Adipocyte glucocorticoid receptor activation with high glucocorticoid doses impairs healthy adipose tissue expansion by repressing angiogenesis
In Human, glucocorticoids (GC) are commonly prescribed because of their anti-inflammatory and immunosuppressive properties. However, high doses of GC often lead to adverse side effects including diabetes and lipodystrophy. We recently reported that adipocyte glucocorticoid receptor (GR)-deficient (AdipoGR-KO) mice under corticosterone (CORT) treatment exhibited a massive adipose tissue (AT) expansion associated with a paradoxical improvement of metabolic health compared to control mice. However, whether GR may control adipose development remains unclear. Here, we show a specific induction of the hypoxia-inducible factor HIF-1a and the pro-angiogenic Vascular Endothelial Growth Factor-A expression in GR-deficient adipocytes of AdipoGR-KO mice as compared to control mice, together with an increased adipose vascular network, as assessed by 3D-analysis imaging. GR activation reduced HIF-1a recruitment on Vegfa promoter resulting from Hif-1a down-regulation at the transcriptional and post-translational levels. Importantly, in CORT-treated AdipoGR-KO mice, the blockade of VEGFA by a soluble decoy receptor prevented AT expansion and the healthy metabolic phenotype. Finally, in subcutaneous AT from Cushing patients, higher VEGFA expression was associated with a better metabolic profile. Collectively, these results highlight that adipocyte GR negatively controls AT expansion and metabolic health through the down-regulation of the major angiogenic effector VEGFA and inhibiting vascular network development. (LIPOCUSH, NCT01688349)
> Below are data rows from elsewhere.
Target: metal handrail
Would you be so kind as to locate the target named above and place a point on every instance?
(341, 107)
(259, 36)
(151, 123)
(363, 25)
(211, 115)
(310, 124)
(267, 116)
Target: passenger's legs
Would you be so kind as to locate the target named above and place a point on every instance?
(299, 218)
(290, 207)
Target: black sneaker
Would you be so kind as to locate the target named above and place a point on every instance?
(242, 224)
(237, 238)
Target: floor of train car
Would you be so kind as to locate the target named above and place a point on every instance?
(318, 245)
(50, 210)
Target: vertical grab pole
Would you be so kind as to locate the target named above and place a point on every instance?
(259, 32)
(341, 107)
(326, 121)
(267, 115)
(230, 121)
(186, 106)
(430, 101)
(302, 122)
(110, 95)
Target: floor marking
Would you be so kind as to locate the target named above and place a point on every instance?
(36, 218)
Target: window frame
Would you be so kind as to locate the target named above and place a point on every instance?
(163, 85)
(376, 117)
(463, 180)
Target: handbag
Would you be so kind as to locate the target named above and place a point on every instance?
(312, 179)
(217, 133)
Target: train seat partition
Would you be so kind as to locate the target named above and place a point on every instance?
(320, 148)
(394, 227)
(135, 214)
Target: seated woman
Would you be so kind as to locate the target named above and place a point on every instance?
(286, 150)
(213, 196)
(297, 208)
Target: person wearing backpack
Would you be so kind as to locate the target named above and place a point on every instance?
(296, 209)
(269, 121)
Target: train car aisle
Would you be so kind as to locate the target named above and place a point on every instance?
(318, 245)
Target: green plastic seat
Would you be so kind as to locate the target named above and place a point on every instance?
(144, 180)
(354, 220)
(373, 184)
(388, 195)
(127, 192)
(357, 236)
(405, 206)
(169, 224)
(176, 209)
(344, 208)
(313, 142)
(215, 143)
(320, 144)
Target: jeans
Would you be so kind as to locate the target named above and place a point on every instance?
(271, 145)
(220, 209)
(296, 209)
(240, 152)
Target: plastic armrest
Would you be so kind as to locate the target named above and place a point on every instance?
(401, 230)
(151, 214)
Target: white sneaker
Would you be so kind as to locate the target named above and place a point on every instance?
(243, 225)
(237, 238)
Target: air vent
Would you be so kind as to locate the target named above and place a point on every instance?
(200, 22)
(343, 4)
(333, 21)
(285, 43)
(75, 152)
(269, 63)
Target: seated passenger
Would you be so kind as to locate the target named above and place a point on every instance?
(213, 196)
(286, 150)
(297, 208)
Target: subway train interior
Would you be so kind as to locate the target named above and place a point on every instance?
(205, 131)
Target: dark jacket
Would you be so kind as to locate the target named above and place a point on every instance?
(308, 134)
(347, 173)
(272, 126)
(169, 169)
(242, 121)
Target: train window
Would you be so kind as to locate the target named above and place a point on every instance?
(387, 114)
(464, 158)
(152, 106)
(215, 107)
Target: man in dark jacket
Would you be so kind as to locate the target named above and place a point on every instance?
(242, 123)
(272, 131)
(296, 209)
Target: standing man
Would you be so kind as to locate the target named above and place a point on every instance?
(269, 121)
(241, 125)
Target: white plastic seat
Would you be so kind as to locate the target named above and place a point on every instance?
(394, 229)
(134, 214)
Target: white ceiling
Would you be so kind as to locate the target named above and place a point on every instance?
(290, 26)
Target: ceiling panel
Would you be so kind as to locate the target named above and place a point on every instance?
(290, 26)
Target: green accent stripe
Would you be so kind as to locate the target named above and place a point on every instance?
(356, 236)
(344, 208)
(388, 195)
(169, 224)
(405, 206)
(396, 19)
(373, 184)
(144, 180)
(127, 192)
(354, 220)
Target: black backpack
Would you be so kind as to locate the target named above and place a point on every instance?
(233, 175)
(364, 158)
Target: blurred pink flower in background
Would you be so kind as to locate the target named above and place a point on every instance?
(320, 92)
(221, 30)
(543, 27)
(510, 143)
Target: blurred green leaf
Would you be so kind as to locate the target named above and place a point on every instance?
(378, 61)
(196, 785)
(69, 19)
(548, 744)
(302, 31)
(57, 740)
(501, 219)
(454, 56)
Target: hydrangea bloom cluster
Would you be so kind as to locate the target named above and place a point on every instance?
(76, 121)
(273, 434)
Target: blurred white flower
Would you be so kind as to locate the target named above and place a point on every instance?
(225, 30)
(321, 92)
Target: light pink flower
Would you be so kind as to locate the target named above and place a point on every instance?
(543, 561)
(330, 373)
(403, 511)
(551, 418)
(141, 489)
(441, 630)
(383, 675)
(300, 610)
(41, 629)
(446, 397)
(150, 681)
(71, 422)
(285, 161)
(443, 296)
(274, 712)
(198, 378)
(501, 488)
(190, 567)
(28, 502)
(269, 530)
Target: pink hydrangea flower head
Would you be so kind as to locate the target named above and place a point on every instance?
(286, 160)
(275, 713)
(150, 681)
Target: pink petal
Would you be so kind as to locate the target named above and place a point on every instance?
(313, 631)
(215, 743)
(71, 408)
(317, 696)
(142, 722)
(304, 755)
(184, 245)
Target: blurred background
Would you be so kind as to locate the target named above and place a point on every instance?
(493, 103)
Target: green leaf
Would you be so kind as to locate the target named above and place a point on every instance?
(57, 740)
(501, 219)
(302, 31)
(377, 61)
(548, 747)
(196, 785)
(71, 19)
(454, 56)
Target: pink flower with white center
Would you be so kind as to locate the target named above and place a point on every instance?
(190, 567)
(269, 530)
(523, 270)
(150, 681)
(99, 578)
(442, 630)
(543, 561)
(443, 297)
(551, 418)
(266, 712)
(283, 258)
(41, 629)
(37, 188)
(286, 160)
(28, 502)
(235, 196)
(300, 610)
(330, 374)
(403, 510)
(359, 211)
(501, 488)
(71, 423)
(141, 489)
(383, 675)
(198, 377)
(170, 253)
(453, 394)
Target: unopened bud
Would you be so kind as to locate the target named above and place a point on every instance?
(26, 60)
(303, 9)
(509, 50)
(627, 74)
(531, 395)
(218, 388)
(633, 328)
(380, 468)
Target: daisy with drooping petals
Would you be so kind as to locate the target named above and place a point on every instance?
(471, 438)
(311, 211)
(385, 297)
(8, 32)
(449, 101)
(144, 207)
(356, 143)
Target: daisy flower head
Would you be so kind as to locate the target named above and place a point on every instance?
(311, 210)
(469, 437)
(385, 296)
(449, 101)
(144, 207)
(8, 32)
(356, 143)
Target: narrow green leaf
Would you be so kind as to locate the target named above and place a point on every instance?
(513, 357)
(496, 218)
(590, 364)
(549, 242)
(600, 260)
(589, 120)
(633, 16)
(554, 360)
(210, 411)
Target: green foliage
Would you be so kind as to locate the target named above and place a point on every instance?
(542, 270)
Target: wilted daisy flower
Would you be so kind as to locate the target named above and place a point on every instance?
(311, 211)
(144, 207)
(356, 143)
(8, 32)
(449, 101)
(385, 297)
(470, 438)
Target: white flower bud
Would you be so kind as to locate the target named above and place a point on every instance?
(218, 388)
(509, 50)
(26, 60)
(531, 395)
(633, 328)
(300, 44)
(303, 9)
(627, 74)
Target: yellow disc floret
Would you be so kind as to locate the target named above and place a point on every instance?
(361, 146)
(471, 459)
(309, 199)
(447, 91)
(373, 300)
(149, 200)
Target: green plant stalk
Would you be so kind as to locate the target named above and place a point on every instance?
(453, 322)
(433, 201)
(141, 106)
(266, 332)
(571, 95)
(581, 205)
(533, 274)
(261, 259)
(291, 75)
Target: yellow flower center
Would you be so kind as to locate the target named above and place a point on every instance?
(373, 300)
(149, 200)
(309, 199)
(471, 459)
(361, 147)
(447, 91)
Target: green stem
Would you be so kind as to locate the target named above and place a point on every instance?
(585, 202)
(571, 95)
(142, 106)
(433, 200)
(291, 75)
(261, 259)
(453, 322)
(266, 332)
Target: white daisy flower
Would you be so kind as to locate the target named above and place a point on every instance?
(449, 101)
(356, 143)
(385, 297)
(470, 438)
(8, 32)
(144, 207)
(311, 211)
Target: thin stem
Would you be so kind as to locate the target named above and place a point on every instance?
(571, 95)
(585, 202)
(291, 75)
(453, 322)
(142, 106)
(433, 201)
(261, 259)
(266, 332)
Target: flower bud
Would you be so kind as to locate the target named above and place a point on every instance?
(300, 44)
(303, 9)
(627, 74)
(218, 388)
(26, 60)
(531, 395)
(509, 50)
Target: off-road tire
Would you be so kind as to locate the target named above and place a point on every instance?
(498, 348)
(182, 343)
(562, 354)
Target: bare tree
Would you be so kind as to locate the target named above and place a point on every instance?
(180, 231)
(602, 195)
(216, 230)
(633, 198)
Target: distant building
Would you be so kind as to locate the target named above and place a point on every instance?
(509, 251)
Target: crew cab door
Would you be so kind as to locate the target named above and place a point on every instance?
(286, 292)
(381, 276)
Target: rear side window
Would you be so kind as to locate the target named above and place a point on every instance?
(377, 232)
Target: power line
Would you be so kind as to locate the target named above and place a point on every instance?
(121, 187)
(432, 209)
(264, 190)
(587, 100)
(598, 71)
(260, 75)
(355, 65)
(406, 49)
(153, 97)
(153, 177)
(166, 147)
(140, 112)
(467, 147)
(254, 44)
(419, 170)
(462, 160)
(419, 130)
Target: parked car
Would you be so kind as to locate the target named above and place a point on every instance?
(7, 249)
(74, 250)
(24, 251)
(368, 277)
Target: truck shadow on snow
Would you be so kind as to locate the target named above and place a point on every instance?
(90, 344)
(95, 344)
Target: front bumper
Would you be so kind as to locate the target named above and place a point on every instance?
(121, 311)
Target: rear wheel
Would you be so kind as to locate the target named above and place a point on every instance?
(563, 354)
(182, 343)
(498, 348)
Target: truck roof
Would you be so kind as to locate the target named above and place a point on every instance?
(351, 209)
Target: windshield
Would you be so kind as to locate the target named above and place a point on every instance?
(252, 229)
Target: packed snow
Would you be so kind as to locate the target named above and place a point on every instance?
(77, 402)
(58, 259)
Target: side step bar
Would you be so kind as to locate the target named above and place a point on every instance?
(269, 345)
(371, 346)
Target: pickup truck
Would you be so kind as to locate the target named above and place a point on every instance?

· Our previous study demonstrated that adipocyte glucocorticoid receptor (GR) deficiency protects mice from glucocorticoid (GC)-induced deleterious metabolic effects. Interestingly, this health improvement was associated with a massive expansion of their adipose tissue.
· Here we determined the role of GC/GR signaling on adipose tissue expansion and vascularization.
· GR suppresses adipose tissue vascularization by decreasing the vascular factor VEGFA and its transcriptional regulator HIF-1a. Blocking VEGFA abrogates beneficial impacts of GR deficiency in GC-exposed mice. Cushing’ patients with higher VEGFA expression in AT exhibit a healthier metabolic profile.
· Selectively antagonizing adipocyte GR could prevent GC metabolic adverse effects.